Leading multiple outbreak responses

Outbreak preparedness and response is one of several core functions CDC’s National Center for Emerging and Zoonotic Infectious Diseases (NCEZID) employs to protect the public’s health. The center is uniquely equipped with hundreds of disease-specific, world-class experts; programs that crosscut all infectious diseases and agency responses; and extensive experience planning for and responding to infectious disease outbreaks in the United States and around the world, including outbreaks of fungal meningitis, Zika, and Middle East respiratory syndrome (MERS). Three years into the COVID-19 pandemic, and during the emergence of the global mpox outbreak, NCEZID continues to serve an essential role, leading response efforts to outbreaks ranging from Salmonella infections to Ebola.
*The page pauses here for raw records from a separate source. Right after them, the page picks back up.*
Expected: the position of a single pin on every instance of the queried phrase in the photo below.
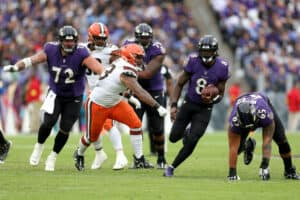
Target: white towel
(48, 105)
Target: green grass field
(202, 176)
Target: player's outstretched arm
(93, 65)
(142, 94)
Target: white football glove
(10, 68)
(162, 111)
(135, 102)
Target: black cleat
(79, 161)
(249, 149)
(292, 174)
(4, 149)
(141, 163)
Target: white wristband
(27, 62)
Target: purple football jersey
(264, 113)
(66, 74)
(201, 76)
(156, 82)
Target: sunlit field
(202, 176)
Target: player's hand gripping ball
(209, 93)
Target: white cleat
(99, 159)
(50, 163)
(121, 162)
(36, 154)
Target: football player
(105, 102)
(66, 62)
(152, 81)
(249, 112)
(201, 70)
(4, 147)
(101, 49)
Outbreak of Salmonella infections quickly linked to peanut butter

toast with peanut butter and jam

The investigation of a Salmonella outbreak that sickened people in 17 states resulted in the manufacturer recalling 49 peanut butter products, with another 21 recalls from companies that made products with the peanut butter.
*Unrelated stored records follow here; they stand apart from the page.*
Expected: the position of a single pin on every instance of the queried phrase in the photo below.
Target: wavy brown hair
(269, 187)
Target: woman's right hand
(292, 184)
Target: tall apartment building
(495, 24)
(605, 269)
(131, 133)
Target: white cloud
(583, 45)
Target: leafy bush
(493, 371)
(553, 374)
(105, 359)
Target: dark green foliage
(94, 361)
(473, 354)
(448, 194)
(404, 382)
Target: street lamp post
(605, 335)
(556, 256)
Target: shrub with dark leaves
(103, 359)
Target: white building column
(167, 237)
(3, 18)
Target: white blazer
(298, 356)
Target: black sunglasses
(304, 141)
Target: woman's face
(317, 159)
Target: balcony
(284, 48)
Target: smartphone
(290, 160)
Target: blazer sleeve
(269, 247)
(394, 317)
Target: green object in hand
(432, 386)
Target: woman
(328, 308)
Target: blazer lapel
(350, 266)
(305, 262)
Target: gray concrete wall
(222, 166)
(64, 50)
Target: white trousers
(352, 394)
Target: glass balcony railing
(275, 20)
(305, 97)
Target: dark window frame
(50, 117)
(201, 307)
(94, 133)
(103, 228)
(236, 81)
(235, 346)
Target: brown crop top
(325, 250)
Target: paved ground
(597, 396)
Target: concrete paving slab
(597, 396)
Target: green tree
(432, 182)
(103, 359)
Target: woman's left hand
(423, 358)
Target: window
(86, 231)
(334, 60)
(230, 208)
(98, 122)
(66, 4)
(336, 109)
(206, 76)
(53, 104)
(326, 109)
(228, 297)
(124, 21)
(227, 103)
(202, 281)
CDC, several states, and the U.S. Food and Drug Administration (FDA) investigated an outbreak of 21 Salmonella infections in 17 states linked to peanut butter. In just 8 days, quick collaboration by investigators confirmed peanut butter as the source through interviews with people who were sick and sophisticated whole genome sequencing (WGS) analysis, including analysis of a 2010 FDA sample from a peanut butter manufacturing facility. Swift identification of peanut butter as the source prevented additional illnesses and limited the impact of the outbreak. WGS continues to be a revolutionary tool helping disease detectives find and solve outbreaks.

Enterobacteriaceae Bacteria Family

Peanut butter was contaminated with the bacteria Salmonella.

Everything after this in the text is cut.